There is a circularity problem in Gibbard's analysis of analysis of moral emotions if something like Robert Solomon's analysis is correct. See D'Arms, Justin and Jacobson, Daniel, ‘Expressivism, Morality, and the Emotions’, Ethics, 104, no. 4 (07 1994) and Wise Choices, Apt Feelings 149.

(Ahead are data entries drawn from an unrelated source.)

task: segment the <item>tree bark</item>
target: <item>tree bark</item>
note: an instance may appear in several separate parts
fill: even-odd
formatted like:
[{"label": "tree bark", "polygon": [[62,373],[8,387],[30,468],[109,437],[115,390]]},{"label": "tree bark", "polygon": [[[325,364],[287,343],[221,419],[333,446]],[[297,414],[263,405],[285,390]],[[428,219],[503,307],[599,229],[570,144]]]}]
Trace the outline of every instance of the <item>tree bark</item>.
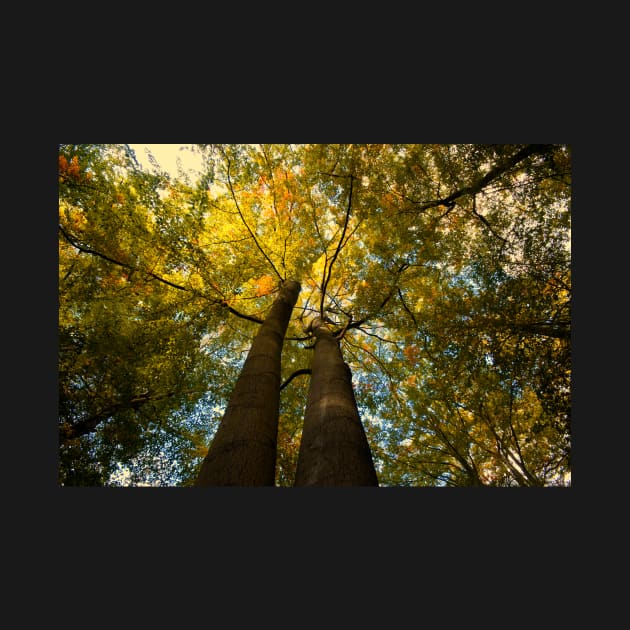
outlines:
[{"label": "tree bark", "polygon": [[197,486],[273,486],[280,406],[280,358],[300,285],[286,281],[254,338]]},{"label": "tree bark", "polygon": [[378,486],[339,341],[321,319],[311,327],[315,356],[294,485]]}]

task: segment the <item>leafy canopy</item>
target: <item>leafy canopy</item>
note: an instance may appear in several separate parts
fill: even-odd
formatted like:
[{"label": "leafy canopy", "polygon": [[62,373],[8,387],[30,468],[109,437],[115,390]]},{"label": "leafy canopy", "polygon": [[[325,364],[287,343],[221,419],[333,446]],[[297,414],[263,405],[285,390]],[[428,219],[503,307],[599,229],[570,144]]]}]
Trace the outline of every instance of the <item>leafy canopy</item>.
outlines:
[{"label": "leafy canopy", "polygon": [[186,485],[279,283],[277,484],[329,319],[381,485],[570,483],[565,145],[59,148],[60,483]]}]

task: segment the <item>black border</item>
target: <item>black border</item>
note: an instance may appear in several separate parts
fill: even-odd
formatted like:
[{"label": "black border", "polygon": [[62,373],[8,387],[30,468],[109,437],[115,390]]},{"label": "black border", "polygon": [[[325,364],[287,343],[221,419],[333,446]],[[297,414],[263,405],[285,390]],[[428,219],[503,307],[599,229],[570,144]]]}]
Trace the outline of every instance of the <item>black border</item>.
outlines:
[{"label": "black border", "polygon": [[[517,96],[516,90],[512,96]],[[344,140],[367,138],[391,142],[392,137],[403,140],[417,136],[423,140],[428,137],[429,140],[467,142],[476,138],[485,142],[501,139],[512,143],[523,140],[570,143],[575,179],[580,181],[580,198],[574,200],[574,208],[584,206],[584,170],[582,178],[579,174],[580,169],[585,168],[585,150],[583,145],[571,143],[571,124],[563,116],[567,103],[556,102],[555,116],[541,124],[537,118],[531,117],[531,112],[538,108],[533,98],[517,103],[516,107],[505,97],[492,102],[486,99],[484,105],[473,109],[472,113],[464,111],[466,98],[460,99],[463,102],[459,104],[454,100],[449,101],[446,94],[431,109],[425,108],[422,101],[412,102],[409,97],[394,99],[384,109],[381,103],[372,104],[371,109],[363,106],[358,110],[346,104],[335,115],[333,124],[311,114],[320,120],[318,131],[295,135],[301,136],[302,141],[313,139],[305,138],[305,135],[315,135],[337,141],[341,137]],[[498,119],[497,122],[501,110],[507,110],[508,120]],[[178,115],[184,116],[181,111]],[[216,124],[221,116],[222,113],[215,115],[214,124],[210,124],[212,121],[208,122],[201,115],[193,115],[192,119],[185,119],[189,129],[182,128],[170,135],[213,136],[217,129],[225,128]],[[393,124],[394,131],[382,131],[379,122],[372,124],[372,120],[382,121],[384,117],[388,119],[385,126]],[[436,117],[439,117],[439,123],[435,122]],[[264,114],[244,125],[232,121],[231,128],[236,131],[230,135],[257,141],[286,140],[291,139],[287,136],[294,136],[293,131],[287,131],[291,124],[286,123],[281,125],[279,132],[256,131],[256,127],[265,128],[266,124]],[[300,128],[297,121],[296,124]],[[148,126],[153,130],[147,129]],[[202,131],[192,129],[195,126]],[[132,139],[151,139],[157,135],[153,125],[145,123],[144,127],[128,129],[122,135]],[[473,128],[477,130],[475,133],[470,131]],[[513,132],[515,128],[516,133]],[[119,129],[113,129],[105,135],[119,134]],[[68,141],[86,134],[63,130],[57,135]],[[221,132],[219,135],[226,134]],[[266,137],[260,138],[261,135]],[[40,463],[45,462],[36,480],[36,486],[44,489],[38,512],[45,511],[53,521],[50,544],[62,564],[70,566],[78,561],[83,566],[82,554],[87,553],[115,570],[118,563],[124,567],[129,558],[134,565],[143,566],[148,558],[158,553],[163,565],[171,568],[184,566],[193,572],[197,566],[201,568],[202,576],[206,571],[216,574],[232,567],[235,573],[229,574],[230,579],[236,581],[242,578],[243,571],[256,572],[256,567],[271,563],[275,571],[270,574],[280,580],[272,590],[281,592],[283,584],[293,586],[294,576],[307,577],[319,567],[334,577],[339,567],[354,563],[358,572],[348,570],[358,584],[376,583],[384,593],[391,595],[389,580],[398,581],[402,588],[401,582],[407,578],[402,577],[400,571],[405,567],[418,572],[425,580],[435,576],[446,590],[453,588],[448,580],[457,582],[458,587],[470,581],[471,589],[480,589],[482,585],[475,577],[479,574],[475,571],[479,571],[486,575],[483,579],[486,586],[490,583],[489,591],[504,592],[502,589],[508,588],[504,580],[519,581],[519,566],[521,572],[526,571],[525,567],[532,564],[529,554],[533,554],[537,561],[546,563],[539,567],[540,581],[544,584],[549,580],[551,591],[562,591],[570,581],[566,574],[573,562],[570,533],[576,526],[578,505],[581,504],[578,502],[582,501],[578,497],[584,497],[579,487],[586,483],[587,477],[579,447],[575,449],[578,453],[578,487],[571,488],[59,488],[54,412],[57,395],[57,143],[49,145],[48,149],[43,180],[50,183],[48,188],[37,191],[42,195],[37,202],[38,212],[44,209],[46,228],[38,231],[40,240],[33,246],[43,252],[44,260],[38,263],[39,270],[33,274],[41,279],[38,287],[42,286],[36,292],[25,291],[30,294],[29,308],[38,322],[36,346],[40,358],[35,361],[38,393],[34,395],[32,387],[28,387],[25,395],[29,407],[35,403],[37,412],[32,417],[37,426],[50,427],[50,433],[45,433],[43,439],[39,430],[35,432],[33,438],[39,447],[43,446],[44,452],[43,455],[31,455],[28,465],[37,459],[37,470]],[[581,226],[578,223],[576,227],[579,230]],[[580,255],[575,248],[573,255],[574,259]],[[577,286],[581,287],[582,282],[582,278],[578,278]],[[32,305],[34,293],[35,304]],[[28,330],[31,330],[30,326]],[[575,331],[574,339],[579,339],[583,347],[585,330],[578,326]],[[20,348],[18,341],[18,350]],[[584,359],[575,362],[578,374],[583,365]],[[578,376],[574,382],[579,382],[580,378],[583,377]],[[577,391],[574,393],[578,394]],[[582,396],[579,404],[584,403]],[[579,412],[580,408],[576,407],[574,398],[574,412]],[[574,436],[578,441],[580,432],[577,429],[582,418],[580,413],[574,413]],[[153,566],[154,562],[148,564]],[[496,570],[492,570],[492,566]],[[531,566],[528,575],[531,575]],[[534,576],[531,578],[535,579]],[[168,579],[165,578],[166,587]],[[194,573],[185,577],[188,584],[197,582],[197,588],[202,591],[199,579]],[[520,581],[522,584],[522,579]],[[333,580],[333,583],[337,588],[340,586],[338,581]],[[322,588],[325,587],[322,585]],[[372,588],[366,586],[366,592]],[[368,609],[370,597],[361,604]],[[413,597],[422,600],[421,594],[415,593]],[[526,594],[523,597],[528,599]],[[277,602],[278,599],[274,606],[281,606]],[[204,610],[203,617],[206,614],[207,610]]]}]

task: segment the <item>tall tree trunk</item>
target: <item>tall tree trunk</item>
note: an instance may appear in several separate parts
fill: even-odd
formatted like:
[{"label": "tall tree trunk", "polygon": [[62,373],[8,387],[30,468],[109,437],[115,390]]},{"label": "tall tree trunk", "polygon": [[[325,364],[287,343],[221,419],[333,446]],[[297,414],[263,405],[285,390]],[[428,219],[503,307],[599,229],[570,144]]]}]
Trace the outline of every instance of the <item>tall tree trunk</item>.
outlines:
[{"label": "tall tree trunk", "polygon": [[300,285],[286,281],[254,338],[197,486],[273,486],[280,406],[280,357]]},{"label": "tall tree trunk", "polygon": [[295,486],[378,486],[339,341],[321,319],[311,328],[315,356]]}]

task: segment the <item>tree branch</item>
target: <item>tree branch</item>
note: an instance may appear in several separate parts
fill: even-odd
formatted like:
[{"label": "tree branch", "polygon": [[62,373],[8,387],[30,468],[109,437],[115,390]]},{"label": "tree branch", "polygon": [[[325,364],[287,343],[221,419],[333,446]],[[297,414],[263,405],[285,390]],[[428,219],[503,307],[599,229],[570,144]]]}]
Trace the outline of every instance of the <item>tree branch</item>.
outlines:
[{"label": "tree branch", "polygon": [[246,319],[247,321],[254,322],[256,324],[262,324],[263,320],[255,315],[247,315],[246,313],[241,313],[237,311],[235,308],[232,308],[225,300],[223,302],[214,302],[215,304],[219,304],[224,309],[232,313],[232,315],[236,315],[236,317],[240,317],[241,319]]},{"label": "tree branch", "polygon": [[293,372],[293,374],[291,374],[291,376],[289,376],[289,378],[287,378],[286,381],[284,381],[284,383],[282,383],[282,385],[280,385],[280,391],[282,391],[296,376],[300,376],[302,374],[312,374],[313,371],[311,370],[311,368],[302,368],[300,370],[295,370],[295,372]]},{"label": "tree branch", "polygon": [[509,171],[511,168],[513,168],[526,158],[532,155],[542,155],[547,153],[551,146],[552,145],[549,144],[528,144],[527,146],[517,151],[513,156],[503,160],[494,168],[490,169],[483,177],[479,178],[470,186],[460,188],[459,190],[456,190],[455,192],[442,199],[434,199],[425,203],[414,201],[412,199],[409,199],[408,197],[406,197],[406,199],[408,199],[413,204],[419,205],[419,212],[424,212],[429,208],[435,208],[437,206],[446,206],[448,210],[443,215],[446,216],[455,207],[455,202],[458,199],[460,199],[461,197],[465,197],[466,195],[476,195],[492,181],[498,179],[501,175],[505,174],[507,171]]},{"label": "tree branch", "polygon": [[[328,175],[332,175],[331,173],[327,173]],[[319,303],[319,312],[322,317],[324,317],[324,300],[326,298],[326,289],[328,287],[328,283],[330,282],[330,276],[332,274],[332,266],[337,260],[337,256],[339,256],[339,252],[344,245],[343,239],[346,235],[346,230],[348,229],[348,221],[350,220],[350,210],[352,208],[352,188],[353,183],[356,177],[354,175],[346,175],[345,177],[350,178],[350,193],[348,195],[348,208],[346,210],[346,217],[343,223],[343,230],[341,231],[341,236],[339,238],[339,242],[337,243],[337,248],[335,249],[335,253],[333,254],[330,263],[328,264],[328,274],[326,274],[326,266],[324,266],[324,279],[322,282],[322,299]]]},{"label": "tree branch", "polygon": [[70,243],[70,245],[72,245],[73,247],[76,247],[80,252],[83,252],[85,254],[92,254],[93,256],[98,256],[99,258],[102,258],[103,260],[107,260],[113,265],[118,265],[119,267],[124,267],[125,269],[131,269],[131,271],[137,271],[138,273],[146,274],[147,276],[151,276],[155,280],[158,280],[159,282],[162,282],[163,284],[167,284],[168,286],[173,287],[174,289],[179,289],[180,291],[190,291],[190,289],[187,289],[186,287],[182,287],[179,284],[175,284],[174,282],[170,282],[169,280],[160,278],[160,276],[154,274],[152,271],[144,271],[142,269],[138,269],[138,267],[134,267],[133,265],[130,265],[129,263],[121,262],[120,260],[111,258],[107,256],[106,254],[103,254],[102,252],[96,251],[95,249],[91,249],[89,247],[86,247],[85,245],[81,245],[63,229],[61,224],[59,225],[59,230],[63,234],[64,238],[68,241],[68,243]]},{"label": "tree branch", "polygon": [[[184,395],[199,393],[199,391],[200,390],[187,390],[179,392],[179,394]],[[79,438],[83,435],[87,435],[88,433],[94,433],[97,427],[104,420],[121,410],[133,409],[134,411],[137,411],[146,403],[165,400],[167,398],[175,396],[176,394],[178,394],[178,392],[175,391],[170,391],[163,394],[151,394],[149,392],[146,392],[128,400],[113,403],[109,407],[106,407],[105,409],[102,409],[101,411],[91,416],[88,416],[87,418],[83,418],[78,422],[62,422],[59,425],[59,442],[60,444],[66,444],[69,441]]]},{"label": "tree branch", "polygon": [[255,322],[256,324],[262,324],[263,320],[255,317],[253,315],[247,315],[245,313],[241,313],[239,311],[237,311],[235,308],[232,308],[226,300],[215,300],[212,298],[209,298],[203,294],[197,294],[196,291],[192,291],[191,289],[187,288],[187,287],[183,287],[179,284],[176,284],[174,282],[170,282],[169,280],[165,280],[164,278],[161,278],[160,276],[158,276],[157,274],[153,273],[152,271],[145,271],[143,269],[139,269],[138,267],[134,267],[133,265],[130,265],[129,263],[124,263],[121,262],[120,260],[116,260],[115,258],[111,258],[110,256],[107,256],[106,254],[103,254],[102,252],[99,252],[95,249],[92,249],[90,247],[86,247],[85,245],[81,245],[74,237],[70,236],[68,234],[68,232],[66,232],[66,230],[64,230],[64,228],[59,225],[59,231],[62,233],[63,237],[68,241],[68,243],[70,243],[70,245],[72,245],[73,247],[75,247],[76,249],[78,249],[80,252],[83,252],[85,254],[91,254],[93,256],[98,256],[99,258],[102,258],[103,260],[106,260],[110,263],[112,263],[113,265],[118,265],[119,267],[123,267],[124,269],[130,269],[132,272],[137,272],[139,274],[145,274],[147,276],[150,276],[151,278],[154,278],[155,280],[157,280],[158,282],[161,282],[163,284],[166,284],[170,287],[173,287],[174,289],[178,289],[180,291],[186,291],[188,293],[193,293],[196,295],[199,295],[200,297],[202,297],[205,300],[208,300],[210,303],[212,304],[218,304],[219,306],[225,308],[226,310],[228,310],[230,313],[232,313],[232,315],[235,315],[236,317],[240,317],[241,319],[246,319],[250,322]]},{"label": "tree branch", "polygon": [[415,315],[409,310],[409,307],[405,303],[405,300],[403,298],[403,294],[402,294],[402,291],[400,290],[400,287],[398,287],[398,297],[400,298],[400,303],[403,305],[403,308],[407,311],[407,313],[409,313],[409,317],[411,317],[411,321],[413,322],[413,325],[417,327],[418,326],[418,321],[416,320]]},{"label": "tree branch", "polygon": [[492,236],[502,240],[504,243],[507,244],[508,242],[507,239],[503,238],[500,234],[497,234],[492,228],[492,226],[490,225],[490,223],[488,223],[488,220],[486,219],[486,217],[484,217],[483,215],[477,212],[477,194],[476,193],[473,195],[472,214],[473,216],[477,217],[490,230],[490,233],[492,234]]},{"label": "tree branch", "polygon": [[392,295],[394,295],[394,289],[397,289],[397,282],[398,282],[398,278],[400,276],[400,274],[405,271],[405,269],[409,268],[409,264],[408,263],[401,263],[400,267],[398,267],[398,269],[396,270],[396,278],[394,280],[394,283],[392,284],[389,293],[385,296],[385,298],[383,299],[383,301],[380,303],[379,307],[376,309],[376,311],[374,311],[373,313],[371,313],[370,315],[366,315],[365,317],[358,319],[355,322],[352,322],[351,324],[348,325],[348,328],[358,328],[359,326],[365,324],[365,322],[367,322],[370,318],[374,317],[375,315],[377,315],[378,313],[381,312],[381,310],[383,309],[383,307],[387,304],[387,302],[389,302],[389,300],[392,298]]},{"label": "tree branch", "polygon": [[278,278],[281,281],[283,281],[284,278],[282,277],[280,272],[276,269],[276,266],[273,264],[273,261],[271,260],[271,258],[267,256],[267,253],[265,252],[265,250],[260,246],[260,243],[258,242],[256,235],[252,232],[251,228],[247,224],[247,221],[245,221],[245,217],[243,216],[243,213],[241,212],[241,207],[238,205],[238,201],[236,200],[234,187],[232,186],[232,178],[230,177],[230,166],[231,166],[230,158],[225,154],[225,152],[223,152],[223,157],[227,160],[227,180],[228,180],[228,186],[230,188],[230,194],[232,195],[232,200],[234,201],[234,205],[236,206],[236,209],[238,210],[238,214],[241,217],[241,221],[243,222],[243,225],[247,228],[247,231],[249,232],[250,236],[254,239],[254,243],[256,244],[256,247],[258,248],[260,253],[265,257],[265,260],[271,265],[271,268],[273,269],[276,276],[278,276]]}]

15 Harman, Gilbert, ‘Moral Relativism Defended’, Philosophical Review 84 (1975), and The Nature of Morality (New York: Oxford University Press, 1977), Part I; Sturgeon, Nicholas, ‘Moral Explanations’, in Copp and Zimmerman, (eds), Morality, Reason and Truth (and reprinted in Sayre-McCord, Essays on Moral Realism). One should note also Thomas Nagel's contention that the requirement set by philosophers like Harman and Mackie is an unreasonable one. See ‘The Limits of Objectivity’ in Sterling McMurrin, (ed.), The Tanner Lectures (Cambridge University Press, 1980), p. 114n. Of interest also is McDowell's gambit, which offers a carefully qualified analogy between ethical and secondary qualities. See ‘Values and Secondary Qualities’, in Honderich, Ted, (ed.), Morality and Objectivity (London: Routledge and Kegan Paul, 1985).

16 Rosen, Michael, ‘Must We Return to Moral Realism?’, Inquiry, 34, 1991, p. 194.

17 Much depends, it should be clear, on what one holds to constitute ‘moral realism’. Moral anti-realists want it to hinge on ‘moral facts’, whatever these might be; if this is the issue, then Gibbard's argument has considerable strength in relation to morality, although nothing like it has much strength with regard to axiology.

18 The author wishes to thank Jonathan Bennett, Diana Meyers, and Kwong-loi Shun for helpful comments on a first draft of this essay.